We're still making our way through the set list of Queen's 1975 Christmas Eve show at the Hammersmith Odeon. In the Lap of the Gods...Revisited was written by Freddie Mercury and appeared on the band's 1974 album Sheer Heart Attack.
Readers, can I just ask that you bear with me regarding these videos as we explore these deeper cuts? Unfortunately, lesser known songs also mean less likely to get special video treatment. This video is nice, but it jumps around from era to era in a rather jarring way. The alternative was a black screen with the title of the song printed on it for 4 minutes so I went with this, but rest assured, I really am trying to find the best videos possible to introduce you to these songs!
Okay to the song...
In the Lap of the Gods...Revisited should not be confused with In the Lap of the Gods, which also appears on Sheer Heart Attack. The songs sound nothing alike - click here to listen to the latter which begins with RT hitting an absolutely insane falsetto note. Freddie wrote both songs and I have no idea why he thought it would be a good idea to give them near identical titles!
Every so often I'll listen to a Queen song, not think much of it, and then sometime later hear it again and be blown away. This is another song where this happened (others include '39, The March of the Black Queen, and Tenement Funster). Actually, it was a live version of the song, played at the band's 1986 Wembley concert (available here) that got me hooked. This song is repetitive - the main chorus is sung six times after two relatively short verses. The band really took everyone by surprise by playing this song at the Wembley show and it's one of the few non-single tracks from the 1970s that they chose to play.
For years, In the Lap of the Gods...Revisited was the final song of Queen's live set list. Later, Tie Your Mother Down replaced it as the set closer. The repetitive nature of the song really translates well to a live setting. I can only imagine how awesome it must have be to attend a Queen show in the mid-1970s and end the evening, singing this song with the band. Of course, Queen was known for many other audience participation experiences including Freddie's notorious call and response with the audience prior to singing Under Pressure (click here) and the infamous Radio Ga Ga double hand clap (click here).

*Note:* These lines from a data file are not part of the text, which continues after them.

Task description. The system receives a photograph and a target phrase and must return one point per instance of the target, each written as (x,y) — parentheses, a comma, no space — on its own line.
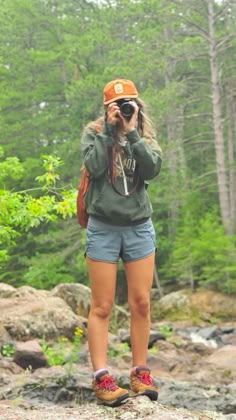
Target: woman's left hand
(130,125)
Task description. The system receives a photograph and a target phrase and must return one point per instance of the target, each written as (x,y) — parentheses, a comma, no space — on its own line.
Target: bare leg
(139,278)
(102,281)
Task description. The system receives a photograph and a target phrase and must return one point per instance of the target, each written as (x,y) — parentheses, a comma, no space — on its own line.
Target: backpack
(85,179)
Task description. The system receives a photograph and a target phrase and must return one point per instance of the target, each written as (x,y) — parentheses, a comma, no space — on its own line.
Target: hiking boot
(141,383)
(107,392)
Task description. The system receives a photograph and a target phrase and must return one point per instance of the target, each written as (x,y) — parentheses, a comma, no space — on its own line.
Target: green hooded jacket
(101,200)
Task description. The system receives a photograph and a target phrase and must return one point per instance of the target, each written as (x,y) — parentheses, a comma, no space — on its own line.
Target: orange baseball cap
(119,89)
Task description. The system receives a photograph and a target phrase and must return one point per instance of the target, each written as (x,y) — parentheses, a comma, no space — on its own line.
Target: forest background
(55,58)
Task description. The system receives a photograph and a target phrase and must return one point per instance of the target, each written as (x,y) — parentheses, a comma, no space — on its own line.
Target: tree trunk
(231,153)
(217,123)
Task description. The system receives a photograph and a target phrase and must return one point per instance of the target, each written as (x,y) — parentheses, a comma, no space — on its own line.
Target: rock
(212,304)
(37,316)
(225,358)
(6,290)
(30,355)
(174,306)
(4,336)
(78,296)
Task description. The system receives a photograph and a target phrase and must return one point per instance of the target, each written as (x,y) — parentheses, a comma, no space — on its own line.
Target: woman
(121,154)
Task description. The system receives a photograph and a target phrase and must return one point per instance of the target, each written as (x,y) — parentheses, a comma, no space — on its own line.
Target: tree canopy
(55,58)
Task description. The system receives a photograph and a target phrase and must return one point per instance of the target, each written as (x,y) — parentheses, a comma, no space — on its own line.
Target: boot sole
(115,403)
(152,395)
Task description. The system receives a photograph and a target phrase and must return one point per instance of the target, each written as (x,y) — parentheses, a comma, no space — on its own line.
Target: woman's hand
(130,124)
(113,114)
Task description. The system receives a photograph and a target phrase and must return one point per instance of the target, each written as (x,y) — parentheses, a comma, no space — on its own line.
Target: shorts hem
(140,258)
(100,260)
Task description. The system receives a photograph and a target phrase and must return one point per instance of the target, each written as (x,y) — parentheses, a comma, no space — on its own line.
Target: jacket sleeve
(147,154)
(94,150)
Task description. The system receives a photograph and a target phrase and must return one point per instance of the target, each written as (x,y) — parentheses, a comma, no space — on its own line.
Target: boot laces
(145,378)
(108,383)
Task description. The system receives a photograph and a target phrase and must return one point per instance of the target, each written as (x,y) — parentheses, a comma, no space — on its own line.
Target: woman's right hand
(113,113)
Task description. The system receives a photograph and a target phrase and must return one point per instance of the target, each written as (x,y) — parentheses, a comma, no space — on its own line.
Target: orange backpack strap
(80,200)
(85,179)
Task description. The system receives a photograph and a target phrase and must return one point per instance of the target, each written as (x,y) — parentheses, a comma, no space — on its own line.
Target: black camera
(126,109)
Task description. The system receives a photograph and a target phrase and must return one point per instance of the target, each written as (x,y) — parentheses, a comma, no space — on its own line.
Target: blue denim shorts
(108,243)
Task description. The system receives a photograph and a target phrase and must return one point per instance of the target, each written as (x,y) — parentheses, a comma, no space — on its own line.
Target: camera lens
(126,109)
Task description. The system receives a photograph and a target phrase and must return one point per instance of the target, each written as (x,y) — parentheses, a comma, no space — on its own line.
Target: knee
(140,306)
(101,311)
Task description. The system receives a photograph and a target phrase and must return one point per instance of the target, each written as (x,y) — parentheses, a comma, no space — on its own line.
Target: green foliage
(166,330)
(20,211)
(118,350)
(63,352)
(7,350)
(204,253)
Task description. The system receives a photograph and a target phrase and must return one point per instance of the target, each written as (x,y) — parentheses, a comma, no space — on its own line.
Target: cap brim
(119,97)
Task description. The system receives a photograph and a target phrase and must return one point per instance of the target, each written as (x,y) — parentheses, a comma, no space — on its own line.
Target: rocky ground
(192,358)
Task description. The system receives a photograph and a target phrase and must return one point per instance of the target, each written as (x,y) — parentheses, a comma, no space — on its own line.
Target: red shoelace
(145,378)
(108,383)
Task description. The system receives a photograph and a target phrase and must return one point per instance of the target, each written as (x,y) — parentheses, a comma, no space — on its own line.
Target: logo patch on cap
(118,87)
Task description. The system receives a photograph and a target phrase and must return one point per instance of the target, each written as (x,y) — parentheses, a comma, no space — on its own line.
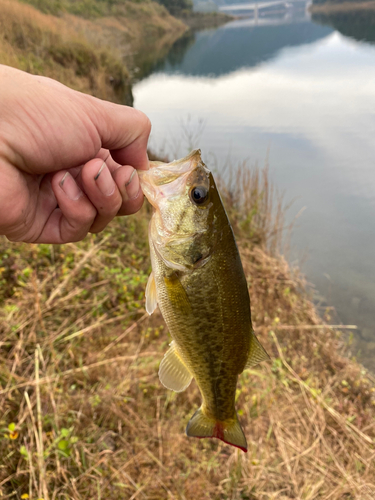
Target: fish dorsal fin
(173,373)
(257,353)
(151,299)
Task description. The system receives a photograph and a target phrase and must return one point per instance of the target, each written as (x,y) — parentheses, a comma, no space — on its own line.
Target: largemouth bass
(198,282)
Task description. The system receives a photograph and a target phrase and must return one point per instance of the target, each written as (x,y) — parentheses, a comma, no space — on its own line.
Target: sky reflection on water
(311,104)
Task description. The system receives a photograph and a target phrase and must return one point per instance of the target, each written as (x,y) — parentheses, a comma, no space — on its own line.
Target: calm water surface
(303,95)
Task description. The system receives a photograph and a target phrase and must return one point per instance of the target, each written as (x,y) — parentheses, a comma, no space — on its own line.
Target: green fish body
(198,282)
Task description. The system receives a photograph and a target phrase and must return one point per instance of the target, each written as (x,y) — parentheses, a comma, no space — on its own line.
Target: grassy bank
(205,20)
(90,53)
(342,7)
(83,414)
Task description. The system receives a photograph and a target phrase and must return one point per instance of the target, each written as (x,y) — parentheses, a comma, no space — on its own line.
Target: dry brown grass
(88,55)
(82,401)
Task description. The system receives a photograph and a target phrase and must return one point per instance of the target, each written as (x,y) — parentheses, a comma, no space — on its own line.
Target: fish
(199,285)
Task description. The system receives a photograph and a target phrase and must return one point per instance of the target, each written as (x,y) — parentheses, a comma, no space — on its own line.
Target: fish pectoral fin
(177,294)
(257,353)
(151,298)
(229,431)
(173,373)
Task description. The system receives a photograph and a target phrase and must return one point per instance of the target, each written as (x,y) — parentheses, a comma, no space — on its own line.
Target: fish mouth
(164,180)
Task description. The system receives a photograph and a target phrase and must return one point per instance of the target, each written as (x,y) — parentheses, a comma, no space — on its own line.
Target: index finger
(124,131)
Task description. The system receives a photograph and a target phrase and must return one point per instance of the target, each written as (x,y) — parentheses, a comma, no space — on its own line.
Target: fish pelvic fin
(173,373)
(257,353)
(228,431)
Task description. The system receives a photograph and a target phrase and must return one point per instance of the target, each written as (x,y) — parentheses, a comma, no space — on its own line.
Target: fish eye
(199,194)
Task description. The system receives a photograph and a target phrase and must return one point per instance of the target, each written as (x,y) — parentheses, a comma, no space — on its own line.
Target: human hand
(54,185)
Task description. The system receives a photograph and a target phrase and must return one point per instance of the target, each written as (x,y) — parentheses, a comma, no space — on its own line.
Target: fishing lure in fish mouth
(198,282)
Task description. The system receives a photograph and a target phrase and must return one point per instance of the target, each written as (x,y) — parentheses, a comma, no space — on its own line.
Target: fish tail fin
(229,431)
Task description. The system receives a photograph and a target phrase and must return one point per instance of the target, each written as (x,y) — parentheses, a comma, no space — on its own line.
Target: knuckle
(145,123)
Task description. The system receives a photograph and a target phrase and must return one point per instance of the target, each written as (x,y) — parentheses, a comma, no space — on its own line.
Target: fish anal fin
(173,373)
(228,431)
(257,353)
(151,298)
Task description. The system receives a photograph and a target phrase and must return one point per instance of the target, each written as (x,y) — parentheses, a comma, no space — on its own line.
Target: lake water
(301,94)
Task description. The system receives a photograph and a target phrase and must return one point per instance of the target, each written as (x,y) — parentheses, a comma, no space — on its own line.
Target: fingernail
(70,187)
(104,181)
(132,185)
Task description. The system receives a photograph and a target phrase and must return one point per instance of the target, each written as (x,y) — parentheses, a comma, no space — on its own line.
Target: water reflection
(359,25)
(237,45)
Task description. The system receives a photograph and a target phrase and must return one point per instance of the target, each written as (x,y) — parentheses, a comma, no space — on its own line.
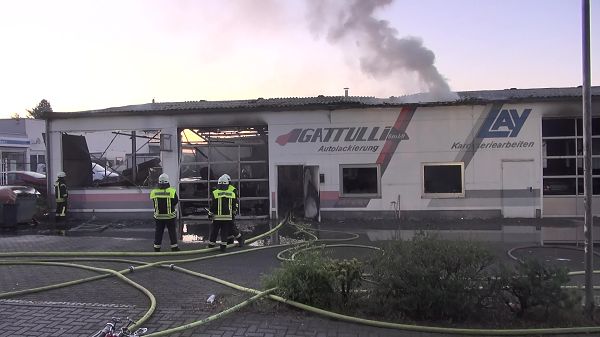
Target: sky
(84,55)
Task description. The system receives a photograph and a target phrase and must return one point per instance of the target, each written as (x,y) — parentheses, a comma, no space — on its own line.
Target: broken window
(562,156)
(443,180)
(111,158)
(360,180)
(208,153)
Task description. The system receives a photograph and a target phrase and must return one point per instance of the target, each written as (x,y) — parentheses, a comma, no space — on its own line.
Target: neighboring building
(497,153)
(22,144)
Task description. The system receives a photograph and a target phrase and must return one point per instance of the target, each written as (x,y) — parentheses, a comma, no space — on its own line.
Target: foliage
(307,279)
(428,278)
(41,110)
(535,285)
(347,279)
(314,279)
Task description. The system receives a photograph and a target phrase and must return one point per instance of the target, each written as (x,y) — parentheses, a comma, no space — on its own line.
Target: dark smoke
(381,52)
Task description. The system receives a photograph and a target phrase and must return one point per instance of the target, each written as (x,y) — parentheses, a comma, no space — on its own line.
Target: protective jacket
(224,203)
(60,191)
(164,199)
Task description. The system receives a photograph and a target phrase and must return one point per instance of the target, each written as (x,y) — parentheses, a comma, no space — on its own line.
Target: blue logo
(503,123)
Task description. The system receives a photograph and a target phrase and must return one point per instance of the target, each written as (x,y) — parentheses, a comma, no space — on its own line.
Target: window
(562,156)
(443,180)
(360,180)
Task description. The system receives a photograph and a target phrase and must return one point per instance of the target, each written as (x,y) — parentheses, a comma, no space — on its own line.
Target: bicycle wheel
(99,334)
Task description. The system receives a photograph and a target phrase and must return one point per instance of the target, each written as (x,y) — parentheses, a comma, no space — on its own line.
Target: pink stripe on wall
(330,195)
(109,197)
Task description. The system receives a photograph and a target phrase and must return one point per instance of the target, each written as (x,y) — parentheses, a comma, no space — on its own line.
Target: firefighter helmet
(224,179)
(163,179)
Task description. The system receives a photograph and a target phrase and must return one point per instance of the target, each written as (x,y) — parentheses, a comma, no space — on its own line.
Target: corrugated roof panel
(340,101)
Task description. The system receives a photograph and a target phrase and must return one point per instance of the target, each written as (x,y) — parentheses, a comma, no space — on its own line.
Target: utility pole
(587,154)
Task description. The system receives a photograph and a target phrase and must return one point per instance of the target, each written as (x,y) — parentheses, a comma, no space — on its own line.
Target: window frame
(426,195)
(359,195)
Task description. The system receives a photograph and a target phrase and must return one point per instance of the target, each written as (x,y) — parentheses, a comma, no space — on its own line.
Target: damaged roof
(341,102)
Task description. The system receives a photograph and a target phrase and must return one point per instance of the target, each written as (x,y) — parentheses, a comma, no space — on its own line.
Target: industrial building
(489,154)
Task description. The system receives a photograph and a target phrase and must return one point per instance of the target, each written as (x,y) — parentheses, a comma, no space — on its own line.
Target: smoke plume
(381,53)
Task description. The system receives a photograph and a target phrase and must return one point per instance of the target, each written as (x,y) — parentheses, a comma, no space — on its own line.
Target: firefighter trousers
(160,225)
(219,228)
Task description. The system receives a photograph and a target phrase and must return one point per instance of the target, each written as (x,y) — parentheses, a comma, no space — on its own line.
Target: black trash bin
(9,216)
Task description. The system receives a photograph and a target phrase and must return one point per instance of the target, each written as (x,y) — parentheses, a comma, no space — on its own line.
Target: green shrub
(314,279)
(346,280)
(533,285)
(428,278)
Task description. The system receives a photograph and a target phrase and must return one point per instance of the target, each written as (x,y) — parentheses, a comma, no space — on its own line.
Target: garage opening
(298,191)
(207,153)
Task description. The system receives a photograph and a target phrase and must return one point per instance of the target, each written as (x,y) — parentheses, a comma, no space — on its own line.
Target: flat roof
(337,102)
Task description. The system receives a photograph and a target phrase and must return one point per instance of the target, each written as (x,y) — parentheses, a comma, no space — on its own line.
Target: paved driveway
(82,309)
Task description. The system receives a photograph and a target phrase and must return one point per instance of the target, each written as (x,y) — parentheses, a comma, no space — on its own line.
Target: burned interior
(207,153)
(116,158)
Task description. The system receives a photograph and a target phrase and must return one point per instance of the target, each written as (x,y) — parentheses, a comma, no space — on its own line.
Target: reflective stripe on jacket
(60,191)
(164,201)
(223,204)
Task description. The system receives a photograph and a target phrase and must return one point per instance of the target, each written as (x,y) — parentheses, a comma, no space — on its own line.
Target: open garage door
(298,191)
(207,153)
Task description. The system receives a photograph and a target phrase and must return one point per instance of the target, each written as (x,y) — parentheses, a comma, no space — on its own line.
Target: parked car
(100,173)
(27,178)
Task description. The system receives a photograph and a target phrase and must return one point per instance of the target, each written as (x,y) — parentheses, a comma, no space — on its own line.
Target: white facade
(492,151)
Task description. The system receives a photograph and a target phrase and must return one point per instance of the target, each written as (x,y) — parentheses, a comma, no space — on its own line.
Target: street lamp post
(587,154)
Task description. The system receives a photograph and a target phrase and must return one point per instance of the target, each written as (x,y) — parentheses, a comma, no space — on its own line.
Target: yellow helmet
(163,179)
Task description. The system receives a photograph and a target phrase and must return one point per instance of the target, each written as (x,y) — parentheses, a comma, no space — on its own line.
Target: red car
(27,178)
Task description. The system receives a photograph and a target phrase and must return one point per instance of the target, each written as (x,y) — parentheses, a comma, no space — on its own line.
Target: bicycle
(111,330)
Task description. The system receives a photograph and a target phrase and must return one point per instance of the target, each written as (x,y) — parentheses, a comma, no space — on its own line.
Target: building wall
(492,141)
(429,135)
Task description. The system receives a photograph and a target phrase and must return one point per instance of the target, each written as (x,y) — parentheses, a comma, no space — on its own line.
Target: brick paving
(81,310)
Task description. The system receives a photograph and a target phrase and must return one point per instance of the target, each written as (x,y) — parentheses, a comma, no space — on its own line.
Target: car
(99,173)
(27,178)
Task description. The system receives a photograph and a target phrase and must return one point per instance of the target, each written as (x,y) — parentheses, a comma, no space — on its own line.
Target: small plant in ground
(533,286)
(317,280)
(431,279)
(347,279)
(308,279)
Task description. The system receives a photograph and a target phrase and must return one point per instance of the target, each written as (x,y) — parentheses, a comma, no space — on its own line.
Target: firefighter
(164,199)
(234,232)
(223,207)
(62,197)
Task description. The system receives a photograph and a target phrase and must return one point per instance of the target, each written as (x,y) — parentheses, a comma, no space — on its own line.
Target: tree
(41,110)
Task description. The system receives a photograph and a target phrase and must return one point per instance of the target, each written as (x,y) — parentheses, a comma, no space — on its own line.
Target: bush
(532,285)
(314,279)
(432,279)
(347,276)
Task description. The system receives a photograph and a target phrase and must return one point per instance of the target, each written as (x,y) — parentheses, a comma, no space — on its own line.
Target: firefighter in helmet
(234,232)
(61,194)
(164,199)
(223,206)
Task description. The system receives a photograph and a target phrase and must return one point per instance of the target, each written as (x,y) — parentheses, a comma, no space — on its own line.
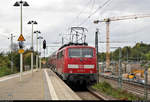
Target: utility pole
(107,45)
(96,46)
(62,40)
(120,70)
(11,40)
(145,84)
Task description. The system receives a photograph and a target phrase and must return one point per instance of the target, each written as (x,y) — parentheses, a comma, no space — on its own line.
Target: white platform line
(50,86)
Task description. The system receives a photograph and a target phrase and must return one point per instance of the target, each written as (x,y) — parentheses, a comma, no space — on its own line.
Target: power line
(100,7)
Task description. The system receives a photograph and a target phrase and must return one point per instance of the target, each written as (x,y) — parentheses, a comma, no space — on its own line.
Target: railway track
(87,95)
(129,86)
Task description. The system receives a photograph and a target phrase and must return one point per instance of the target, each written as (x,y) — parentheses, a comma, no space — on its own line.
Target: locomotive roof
(73,44)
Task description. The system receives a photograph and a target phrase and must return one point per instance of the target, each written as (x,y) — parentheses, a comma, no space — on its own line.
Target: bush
(116,93)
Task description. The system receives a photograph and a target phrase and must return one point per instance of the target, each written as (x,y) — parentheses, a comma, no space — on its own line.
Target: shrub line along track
(129,86)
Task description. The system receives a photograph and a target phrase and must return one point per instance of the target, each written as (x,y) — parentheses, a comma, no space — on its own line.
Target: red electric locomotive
(75,62)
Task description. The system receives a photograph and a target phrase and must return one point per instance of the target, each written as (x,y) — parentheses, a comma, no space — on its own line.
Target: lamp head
(16,4)
(35,22)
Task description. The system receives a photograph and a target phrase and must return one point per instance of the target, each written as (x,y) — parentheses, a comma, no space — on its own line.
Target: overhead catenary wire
(100,7)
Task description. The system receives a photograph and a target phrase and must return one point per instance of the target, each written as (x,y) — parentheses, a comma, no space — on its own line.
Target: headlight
(73,66)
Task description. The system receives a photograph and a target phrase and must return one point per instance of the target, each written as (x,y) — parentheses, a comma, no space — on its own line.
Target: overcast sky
(55,17)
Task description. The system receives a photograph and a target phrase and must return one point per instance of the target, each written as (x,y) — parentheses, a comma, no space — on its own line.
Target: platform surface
(43,85)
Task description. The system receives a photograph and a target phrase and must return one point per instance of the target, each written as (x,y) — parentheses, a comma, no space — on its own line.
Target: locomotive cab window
(81,52)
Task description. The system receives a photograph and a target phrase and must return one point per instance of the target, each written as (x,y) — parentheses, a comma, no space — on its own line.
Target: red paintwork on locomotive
(62,63)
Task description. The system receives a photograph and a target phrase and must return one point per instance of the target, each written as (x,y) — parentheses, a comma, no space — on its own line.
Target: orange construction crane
(107,20)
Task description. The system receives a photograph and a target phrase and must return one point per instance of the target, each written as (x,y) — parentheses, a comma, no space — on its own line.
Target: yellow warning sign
(21,51)
(21,38)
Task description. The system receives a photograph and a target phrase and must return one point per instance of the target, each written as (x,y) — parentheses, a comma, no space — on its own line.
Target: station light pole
(21,4)
(40,37)
(32,22)
(120,68)
(37,32)
(11,39)
(96,46)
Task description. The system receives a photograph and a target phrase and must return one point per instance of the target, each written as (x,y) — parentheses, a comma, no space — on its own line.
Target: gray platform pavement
(43,85)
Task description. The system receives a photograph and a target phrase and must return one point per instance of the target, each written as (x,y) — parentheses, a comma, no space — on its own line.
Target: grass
(6,71)
(107,89)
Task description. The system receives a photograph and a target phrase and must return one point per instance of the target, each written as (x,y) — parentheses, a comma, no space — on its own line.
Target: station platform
(43,85)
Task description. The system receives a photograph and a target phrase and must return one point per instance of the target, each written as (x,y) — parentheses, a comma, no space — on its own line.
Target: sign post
(21,51)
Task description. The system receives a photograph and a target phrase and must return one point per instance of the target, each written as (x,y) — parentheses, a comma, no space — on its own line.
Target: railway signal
(108,20)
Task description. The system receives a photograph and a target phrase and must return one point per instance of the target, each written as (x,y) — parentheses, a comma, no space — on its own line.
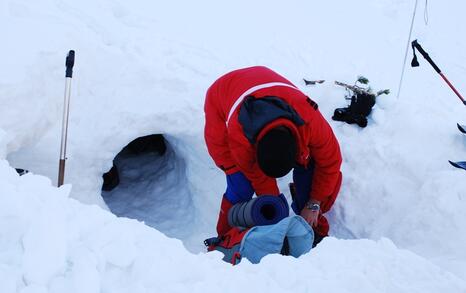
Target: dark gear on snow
(357,112)
(415,63)
(259,211)
(362,101)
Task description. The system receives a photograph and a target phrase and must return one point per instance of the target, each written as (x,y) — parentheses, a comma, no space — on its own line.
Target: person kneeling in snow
(258,127)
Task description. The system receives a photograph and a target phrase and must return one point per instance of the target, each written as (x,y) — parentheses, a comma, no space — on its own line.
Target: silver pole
(66,111)
(406,52)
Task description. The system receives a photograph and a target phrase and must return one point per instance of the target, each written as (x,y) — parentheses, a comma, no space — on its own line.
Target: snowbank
(51,243)
(143,69)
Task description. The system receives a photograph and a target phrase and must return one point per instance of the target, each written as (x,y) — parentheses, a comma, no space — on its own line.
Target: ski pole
(66,111)
(415,63)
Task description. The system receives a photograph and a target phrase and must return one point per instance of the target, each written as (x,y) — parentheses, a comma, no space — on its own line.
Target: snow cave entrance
(148,182)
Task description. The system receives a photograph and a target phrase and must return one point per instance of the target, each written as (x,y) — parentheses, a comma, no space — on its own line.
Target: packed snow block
(259,211)
(260,241)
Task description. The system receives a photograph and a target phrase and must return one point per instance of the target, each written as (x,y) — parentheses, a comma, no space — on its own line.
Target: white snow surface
(143,68)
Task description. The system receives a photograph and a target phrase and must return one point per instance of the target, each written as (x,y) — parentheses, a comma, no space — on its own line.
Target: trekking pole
(66,111)
(415,63)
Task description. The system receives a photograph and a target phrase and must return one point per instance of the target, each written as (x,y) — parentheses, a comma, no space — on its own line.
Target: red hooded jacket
(231,143)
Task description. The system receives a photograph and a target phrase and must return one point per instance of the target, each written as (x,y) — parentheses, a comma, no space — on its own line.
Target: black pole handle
(69,64)
(424,54)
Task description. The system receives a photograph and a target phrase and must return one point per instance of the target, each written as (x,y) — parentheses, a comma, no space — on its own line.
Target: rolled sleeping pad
(259,211)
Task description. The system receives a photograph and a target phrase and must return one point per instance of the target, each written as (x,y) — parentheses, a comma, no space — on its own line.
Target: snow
(143,68)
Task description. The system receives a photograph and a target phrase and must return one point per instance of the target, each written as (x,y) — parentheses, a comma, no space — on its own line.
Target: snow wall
(143,68)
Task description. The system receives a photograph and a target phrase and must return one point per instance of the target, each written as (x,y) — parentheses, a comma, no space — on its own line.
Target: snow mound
(144,69)
(51,243)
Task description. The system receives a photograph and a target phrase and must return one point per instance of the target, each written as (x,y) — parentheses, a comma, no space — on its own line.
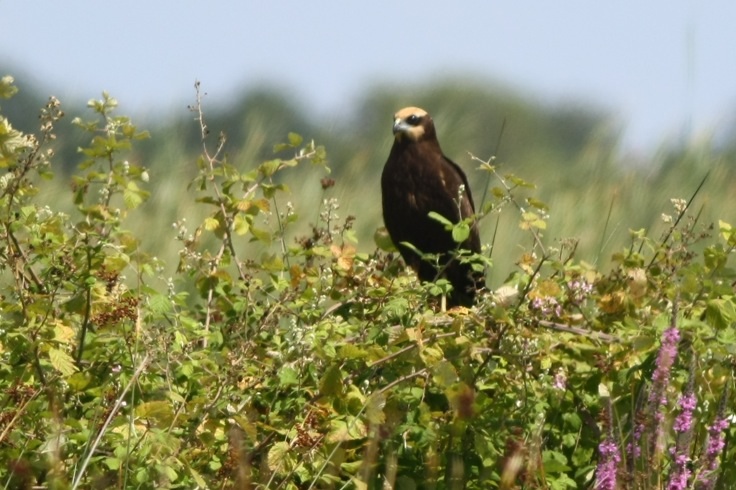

This is another song written in 6/8 time (see here for a discussion of others) so I rather like listening to it during my easy runs. As I discussed in a prior post, Queen recorded many songs in 6/8 time which is terribly unusual for a rock band. This time standard showcased RT's drumming rather well and Taylor Hawkins (of the Foo Fighters) has specifically mentioned RT's drumming in this song as standout so be sure to listen for that!